第四章-無二の力-

第27話「如月研究室」

 喰人種・玄雲との戦いから数日。

 龍次は沙菜に連れられて、羅仙界にある霊子学研究所第四研究室まで来ていた。

「ようこそ、如月研究室へ」

「ようこそって、出迎える時みたいに言い方だな」

 沙菜と話すときの龍次の口調は、優月や涼太に対するときに比べて厳しい。

 優月はいかにも気弱だし、涼太は年下。それにひきかえ沙菜は言動がいちいちうさん臭く、また図々しい性格をしている。

 その辺りが接し方の差に表れているのだろう。

 研究室の中を見回してみる。

 大型のものから小型のものまで様々な機材。奇妙な色をした液体の入った容器が並べられている棚。各研究員が向かうデスクにはキーボードとディスプレイ。

 初めて訪れた羅刹の世界の研究室は、人間の龍次が『研究室』と聞いて思い浮かべるものと――少なくとも見た目は――大差なかった。

 そこに所属している研究者たちはというと。

 新人の登場に一切反応せず黙々と作業を続ける者、恋人らしき女性の尻を撫で回しながらもう一方の手でキーボードを叩く者、二つあるディスプレイの片方でアニメらしき動画を流している者など様々。

「なんか自由な感じだな……」

「そりゃあ、何といっても私の研究室ですからね」

 そんな研究者たちの中の一人、濃い茶髪の青年がこちらに近づいてきた。

「おー、君がお嬢の言ってた助っ人か」

「あ、はい。日向龍次といいます」

 それなりに年上に見えたので、一応敬語で答える。

「そうか。俺は相賀おうが和都かずと。ここの研究員と如月家の執事をやってる」

「執事……」

 『ああそれでお嬢か』と直前の言葉に納得する。話の流れからすると沙菜のことだろう。

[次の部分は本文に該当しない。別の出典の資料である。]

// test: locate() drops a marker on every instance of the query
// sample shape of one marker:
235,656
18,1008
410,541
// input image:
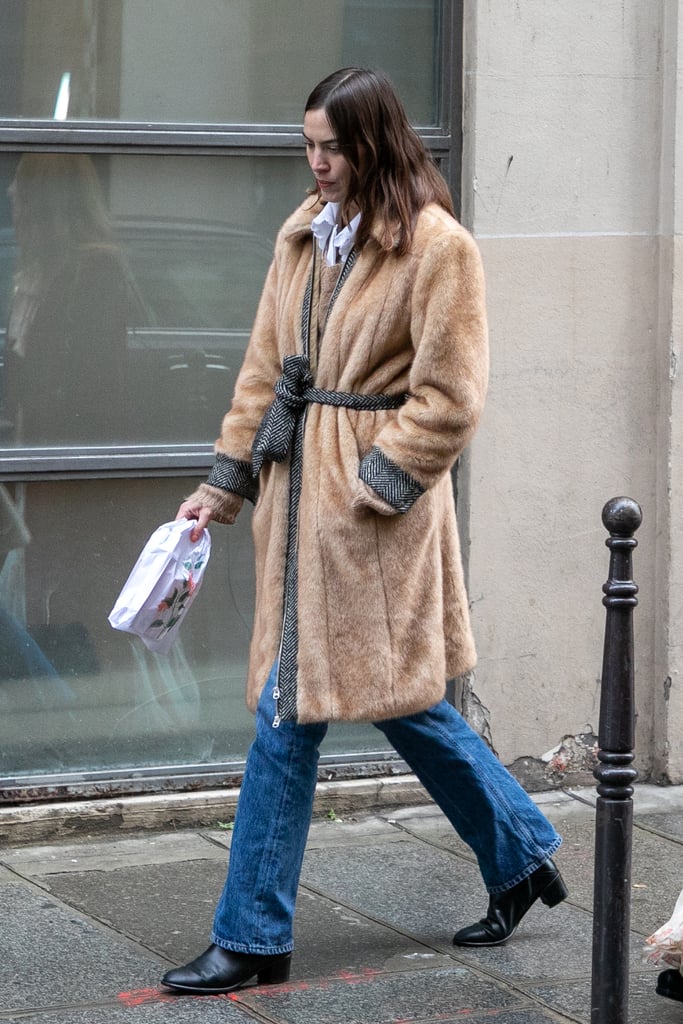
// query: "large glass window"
148,152
207,61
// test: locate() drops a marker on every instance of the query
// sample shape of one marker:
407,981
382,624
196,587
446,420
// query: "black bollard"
613,824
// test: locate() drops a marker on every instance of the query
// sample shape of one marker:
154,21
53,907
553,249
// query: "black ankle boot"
219,970
507,909
670,983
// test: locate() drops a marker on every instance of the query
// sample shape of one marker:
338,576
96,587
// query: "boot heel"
554,892
276,973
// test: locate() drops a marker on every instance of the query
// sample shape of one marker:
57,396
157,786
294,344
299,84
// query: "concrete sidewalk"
86,929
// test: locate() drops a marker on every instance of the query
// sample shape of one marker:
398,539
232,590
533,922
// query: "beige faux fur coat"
379,599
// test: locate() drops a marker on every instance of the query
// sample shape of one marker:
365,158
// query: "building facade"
150,153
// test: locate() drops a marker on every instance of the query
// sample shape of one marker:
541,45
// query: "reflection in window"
128,287
165,60
66,341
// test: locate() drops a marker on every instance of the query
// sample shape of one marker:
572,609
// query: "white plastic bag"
666,946
162,586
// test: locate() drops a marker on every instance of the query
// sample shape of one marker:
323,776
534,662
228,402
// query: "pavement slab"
51,955
385,998
87,928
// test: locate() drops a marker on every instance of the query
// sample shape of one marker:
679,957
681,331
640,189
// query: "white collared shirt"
335,243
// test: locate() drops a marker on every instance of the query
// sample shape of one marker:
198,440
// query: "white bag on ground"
666,945
162,586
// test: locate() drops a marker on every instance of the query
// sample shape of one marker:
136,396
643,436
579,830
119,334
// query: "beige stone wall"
569,124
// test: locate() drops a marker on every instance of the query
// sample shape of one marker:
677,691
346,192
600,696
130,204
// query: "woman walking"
364,380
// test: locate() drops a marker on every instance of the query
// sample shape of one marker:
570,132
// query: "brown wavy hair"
392,174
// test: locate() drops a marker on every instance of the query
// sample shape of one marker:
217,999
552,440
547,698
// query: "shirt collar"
335,243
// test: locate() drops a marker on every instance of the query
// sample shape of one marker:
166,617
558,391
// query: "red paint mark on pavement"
143,996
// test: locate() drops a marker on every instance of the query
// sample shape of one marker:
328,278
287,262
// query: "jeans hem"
529,869
252,947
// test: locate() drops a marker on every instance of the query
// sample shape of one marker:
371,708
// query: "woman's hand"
188,510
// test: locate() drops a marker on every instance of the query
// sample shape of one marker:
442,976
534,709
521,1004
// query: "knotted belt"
294,390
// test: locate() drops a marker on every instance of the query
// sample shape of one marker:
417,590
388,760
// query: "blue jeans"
484,804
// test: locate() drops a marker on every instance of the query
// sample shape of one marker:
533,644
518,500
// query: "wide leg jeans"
485,805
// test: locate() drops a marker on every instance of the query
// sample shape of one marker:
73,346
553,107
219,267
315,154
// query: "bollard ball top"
622,516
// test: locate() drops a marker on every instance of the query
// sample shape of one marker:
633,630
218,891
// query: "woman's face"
332,170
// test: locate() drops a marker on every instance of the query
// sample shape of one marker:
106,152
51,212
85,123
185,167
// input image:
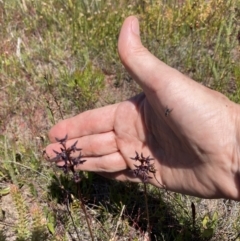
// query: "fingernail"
135,26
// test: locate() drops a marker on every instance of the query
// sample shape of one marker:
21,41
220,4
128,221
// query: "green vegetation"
59,58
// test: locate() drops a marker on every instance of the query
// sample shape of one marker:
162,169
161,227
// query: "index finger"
90,122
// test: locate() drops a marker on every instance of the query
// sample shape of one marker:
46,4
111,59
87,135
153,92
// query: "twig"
118,223
84,210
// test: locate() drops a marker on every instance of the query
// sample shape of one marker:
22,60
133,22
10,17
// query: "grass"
59,58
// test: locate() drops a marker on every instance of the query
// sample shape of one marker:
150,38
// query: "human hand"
191,131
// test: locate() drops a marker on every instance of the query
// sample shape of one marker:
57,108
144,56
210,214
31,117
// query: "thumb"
150,73
163,85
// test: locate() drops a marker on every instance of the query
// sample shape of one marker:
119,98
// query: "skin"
195,145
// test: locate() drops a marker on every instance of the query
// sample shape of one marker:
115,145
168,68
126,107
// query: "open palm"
189,130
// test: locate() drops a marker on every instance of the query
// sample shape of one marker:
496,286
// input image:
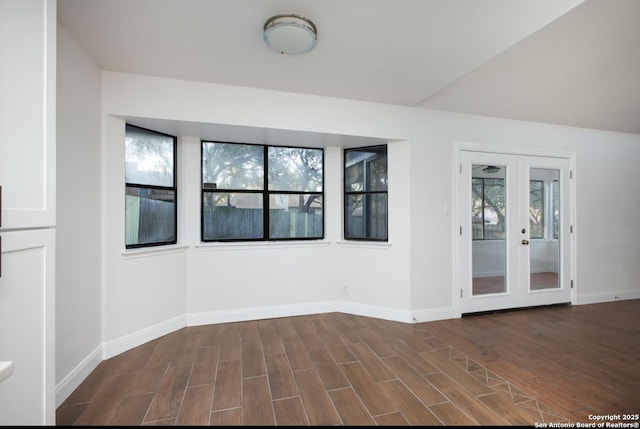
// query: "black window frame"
349,193
266,194
173,188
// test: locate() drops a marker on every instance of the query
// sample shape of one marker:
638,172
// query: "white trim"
71,381
609,296
135,339
257,313
364,244
510,150
459,148
285,244
153,251
433,314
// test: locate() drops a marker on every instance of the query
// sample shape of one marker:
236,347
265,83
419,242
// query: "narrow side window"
365,194
150,188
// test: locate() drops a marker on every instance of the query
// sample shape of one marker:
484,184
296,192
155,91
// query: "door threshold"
508,310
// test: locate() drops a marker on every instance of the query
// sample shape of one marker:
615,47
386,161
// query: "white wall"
78,241
239,281
148,293
607,206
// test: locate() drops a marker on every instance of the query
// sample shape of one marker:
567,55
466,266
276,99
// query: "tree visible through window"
536,208
241,202
365,176
150,189
488,208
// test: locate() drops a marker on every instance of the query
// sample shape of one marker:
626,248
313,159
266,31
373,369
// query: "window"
488,208
150,189
536,209
365,193
555,193
241,202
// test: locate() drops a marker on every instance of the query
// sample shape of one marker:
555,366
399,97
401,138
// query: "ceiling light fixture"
290,34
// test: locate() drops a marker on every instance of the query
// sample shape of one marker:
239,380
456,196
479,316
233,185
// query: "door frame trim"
459,147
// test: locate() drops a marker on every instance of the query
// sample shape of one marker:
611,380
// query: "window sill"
262,245
365,244
153,251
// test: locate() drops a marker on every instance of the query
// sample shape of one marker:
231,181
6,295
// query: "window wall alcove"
200,279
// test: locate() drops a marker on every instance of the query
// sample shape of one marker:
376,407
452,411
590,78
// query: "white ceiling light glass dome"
290,34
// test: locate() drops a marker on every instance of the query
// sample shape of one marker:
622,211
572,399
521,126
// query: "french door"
514,231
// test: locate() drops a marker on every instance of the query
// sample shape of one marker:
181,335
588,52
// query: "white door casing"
517,168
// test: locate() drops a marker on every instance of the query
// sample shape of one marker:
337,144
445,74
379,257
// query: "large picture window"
256,192
366,199
150,189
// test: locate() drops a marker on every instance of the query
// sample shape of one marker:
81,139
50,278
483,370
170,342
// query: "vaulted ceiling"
568,62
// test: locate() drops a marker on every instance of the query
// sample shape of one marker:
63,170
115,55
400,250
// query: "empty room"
355,212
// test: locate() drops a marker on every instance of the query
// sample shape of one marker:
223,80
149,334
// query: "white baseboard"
433,314
113,348
135,339
71,382
608,296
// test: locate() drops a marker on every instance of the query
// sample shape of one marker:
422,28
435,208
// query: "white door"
27,306
514,231
27,210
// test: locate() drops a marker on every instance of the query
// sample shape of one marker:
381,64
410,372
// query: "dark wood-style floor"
553,364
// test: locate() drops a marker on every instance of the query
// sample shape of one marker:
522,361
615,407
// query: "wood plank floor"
552,365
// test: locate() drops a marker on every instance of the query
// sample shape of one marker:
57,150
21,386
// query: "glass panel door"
489,229
544,227
514,246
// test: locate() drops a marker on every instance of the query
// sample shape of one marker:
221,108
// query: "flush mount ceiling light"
490,169
290,34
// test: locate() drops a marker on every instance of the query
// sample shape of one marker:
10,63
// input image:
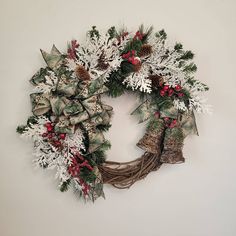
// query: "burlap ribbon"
186,120
73,103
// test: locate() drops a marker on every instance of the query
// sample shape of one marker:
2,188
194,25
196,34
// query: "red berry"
157,114
178,87
44,135
47,124
173,124
170,92
50,135
166,119
162,93
62,136
166,87
57,143
49,128
135,61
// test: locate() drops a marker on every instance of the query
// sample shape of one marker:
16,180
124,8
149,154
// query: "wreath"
69,117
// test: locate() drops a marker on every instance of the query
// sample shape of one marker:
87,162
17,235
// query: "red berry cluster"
74,169
138,35
122,36
130,56
169,122
169,91
72,49
54,138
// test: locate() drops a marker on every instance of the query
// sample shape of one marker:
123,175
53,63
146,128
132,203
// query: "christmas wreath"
69,116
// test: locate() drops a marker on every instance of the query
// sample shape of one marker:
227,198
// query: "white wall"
192,199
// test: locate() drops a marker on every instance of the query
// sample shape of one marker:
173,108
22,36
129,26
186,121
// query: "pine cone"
102,64
137,66
157,80
145,50
173,145
152,140
82,73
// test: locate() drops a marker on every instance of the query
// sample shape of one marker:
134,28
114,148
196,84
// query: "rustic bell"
151,141
173,145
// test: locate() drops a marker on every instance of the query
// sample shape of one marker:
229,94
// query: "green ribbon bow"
187,120
73,102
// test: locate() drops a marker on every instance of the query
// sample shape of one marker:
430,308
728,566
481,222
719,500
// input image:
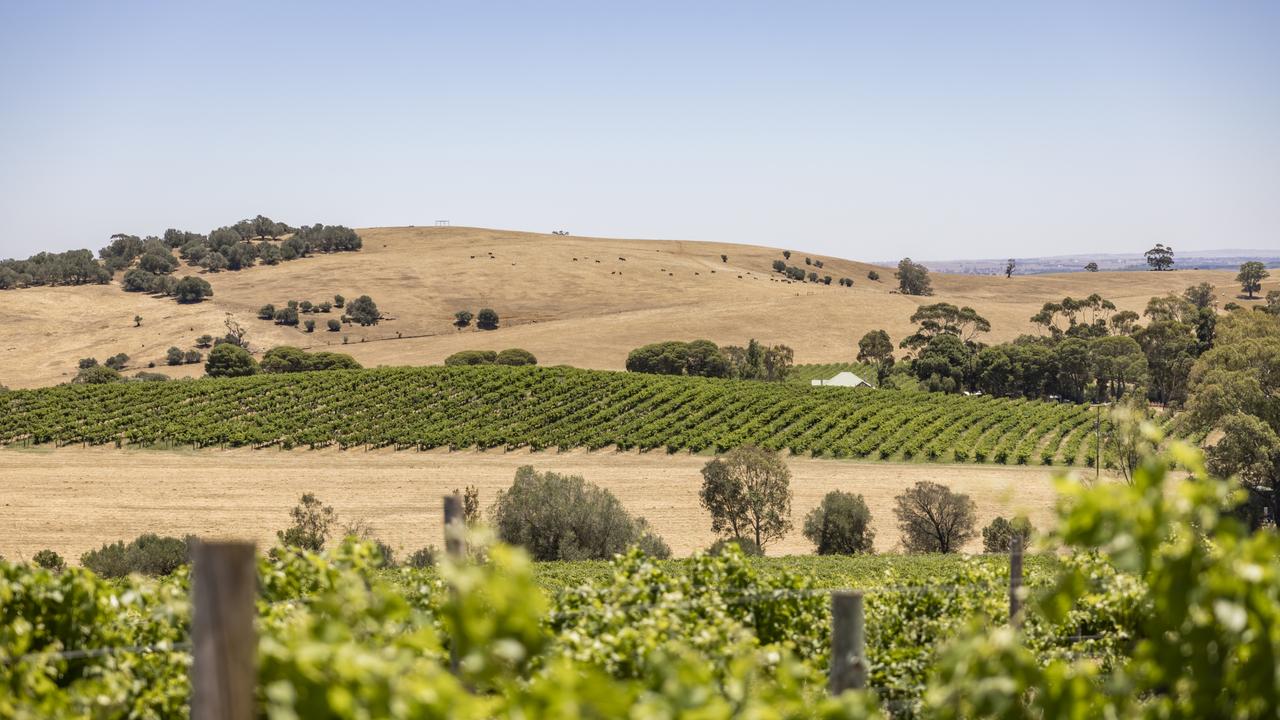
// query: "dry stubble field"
72,500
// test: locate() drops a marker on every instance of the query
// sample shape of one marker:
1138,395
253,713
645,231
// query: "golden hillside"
570,300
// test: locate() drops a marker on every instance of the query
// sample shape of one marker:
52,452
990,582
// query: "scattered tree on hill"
192,290
758,361
840,525
1119,367
935,519
471,358
1203,296
487,319
1235,390
149,555
1160,258
944,318
74,267
876,347
49,560
229,360
364,310
312,523
96,374
287,315
288,359
913,278
748,493
675,358
234,332
1001,534
1251,277
560,516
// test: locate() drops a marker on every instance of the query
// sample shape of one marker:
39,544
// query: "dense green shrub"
746,546
471,358
515,356
840,525
49,560
192,290
999,536
229,360
312,524
149,554
487,319
675,358
565,518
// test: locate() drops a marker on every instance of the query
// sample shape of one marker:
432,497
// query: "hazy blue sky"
864,130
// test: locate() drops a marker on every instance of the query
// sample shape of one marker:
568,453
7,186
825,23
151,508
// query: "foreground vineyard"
1162,606
545,408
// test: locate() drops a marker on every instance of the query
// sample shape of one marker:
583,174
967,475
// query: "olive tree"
312,523
560,516
1251,277
748,493
840,524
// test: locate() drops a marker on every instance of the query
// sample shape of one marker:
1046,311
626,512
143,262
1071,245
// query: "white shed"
842,379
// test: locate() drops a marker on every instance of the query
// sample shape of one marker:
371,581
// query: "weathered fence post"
1015,582
453,525
224,668
848,642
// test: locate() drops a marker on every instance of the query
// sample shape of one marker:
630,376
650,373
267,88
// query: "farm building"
842,379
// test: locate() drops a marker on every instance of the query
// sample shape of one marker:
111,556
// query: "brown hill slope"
570,300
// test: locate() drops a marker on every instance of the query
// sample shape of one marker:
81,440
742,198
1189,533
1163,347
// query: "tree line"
149,261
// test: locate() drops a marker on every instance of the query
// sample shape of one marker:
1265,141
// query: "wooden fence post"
1015,582
224,668
848,642
453,524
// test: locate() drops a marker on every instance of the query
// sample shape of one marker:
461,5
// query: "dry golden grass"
586,311
72,500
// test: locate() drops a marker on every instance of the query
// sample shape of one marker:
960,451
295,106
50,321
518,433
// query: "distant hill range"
1188,260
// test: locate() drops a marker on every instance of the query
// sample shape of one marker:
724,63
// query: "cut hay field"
570,300
73,499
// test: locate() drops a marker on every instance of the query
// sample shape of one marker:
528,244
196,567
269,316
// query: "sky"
936,130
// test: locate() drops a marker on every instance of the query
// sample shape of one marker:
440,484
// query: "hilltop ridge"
572,300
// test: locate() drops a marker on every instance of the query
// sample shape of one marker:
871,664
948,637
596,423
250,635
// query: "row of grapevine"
543,409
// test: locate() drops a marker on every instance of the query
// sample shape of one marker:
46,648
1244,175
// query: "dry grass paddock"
570,300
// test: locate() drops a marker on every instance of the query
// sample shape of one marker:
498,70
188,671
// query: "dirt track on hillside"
74,499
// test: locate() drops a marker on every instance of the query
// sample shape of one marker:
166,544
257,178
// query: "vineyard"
549,408
1156,605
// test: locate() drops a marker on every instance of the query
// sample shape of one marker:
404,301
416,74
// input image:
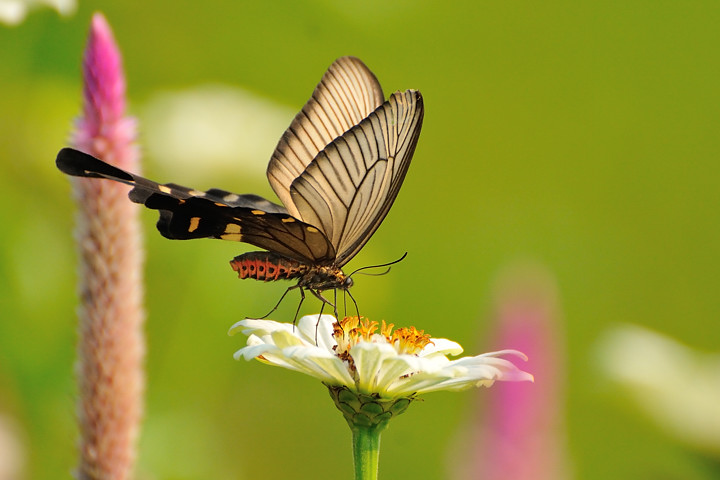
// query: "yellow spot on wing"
232,228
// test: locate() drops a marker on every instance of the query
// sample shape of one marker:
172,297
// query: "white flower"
677,386
389,364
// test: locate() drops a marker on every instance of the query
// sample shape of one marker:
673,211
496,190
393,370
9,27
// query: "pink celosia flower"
518,431
111,344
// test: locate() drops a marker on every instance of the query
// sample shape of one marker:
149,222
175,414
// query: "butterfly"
337,170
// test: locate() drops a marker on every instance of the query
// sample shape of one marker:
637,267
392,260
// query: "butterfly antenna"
379,266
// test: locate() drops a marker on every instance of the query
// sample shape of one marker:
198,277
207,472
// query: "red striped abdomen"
267,266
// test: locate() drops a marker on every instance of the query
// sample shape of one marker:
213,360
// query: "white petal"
441,346
259,327
317,330
393,370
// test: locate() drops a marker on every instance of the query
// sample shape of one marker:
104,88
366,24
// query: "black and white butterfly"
337,170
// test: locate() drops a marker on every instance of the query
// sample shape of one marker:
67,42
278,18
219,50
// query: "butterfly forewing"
347,93
350,186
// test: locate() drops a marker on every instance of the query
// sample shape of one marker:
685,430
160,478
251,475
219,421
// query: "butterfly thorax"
269,267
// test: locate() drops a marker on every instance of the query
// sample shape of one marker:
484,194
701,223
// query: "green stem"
366,451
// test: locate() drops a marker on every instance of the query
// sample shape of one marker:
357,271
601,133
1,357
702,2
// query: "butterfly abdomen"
267,266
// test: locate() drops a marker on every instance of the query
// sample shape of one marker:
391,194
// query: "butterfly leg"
280,301
324,300
357,310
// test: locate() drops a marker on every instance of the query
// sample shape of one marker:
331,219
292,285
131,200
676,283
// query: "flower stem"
366,451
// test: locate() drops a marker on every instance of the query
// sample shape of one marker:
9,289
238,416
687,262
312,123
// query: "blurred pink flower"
111,343
518,430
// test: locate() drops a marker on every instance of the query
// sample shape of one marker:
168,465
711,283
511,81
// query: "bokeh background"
578,136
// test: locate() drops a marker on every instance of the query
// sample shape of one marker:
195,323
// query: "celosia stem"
366,451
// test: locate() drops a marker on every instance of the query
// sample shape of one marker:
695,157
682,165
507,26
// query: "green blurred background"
581,135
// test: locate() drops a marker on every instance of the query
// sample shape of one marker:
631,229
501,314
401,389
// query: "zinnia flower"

 相賀と名乗った青年は、人間界のものとあまり変わらないデザインのジャケットを着ており、姿だけでは羅刹なのかどうか分からない。

「羅刹ってみんな着物着てる訳じゃないのか」

「そりゃあ、今は現代ですからね。洋服着る人もいますよ」

 龍次の疑問に対し、何故か自慢げに答える沙菜。

 羅刹装束は羅刹たちの正装であり、そこには本人の霊気が通っている。形状に関しては霊気を通わせた羅刹自身の個性が反映され、結果として和風になるものもあれば洋風になるものもあるのだ。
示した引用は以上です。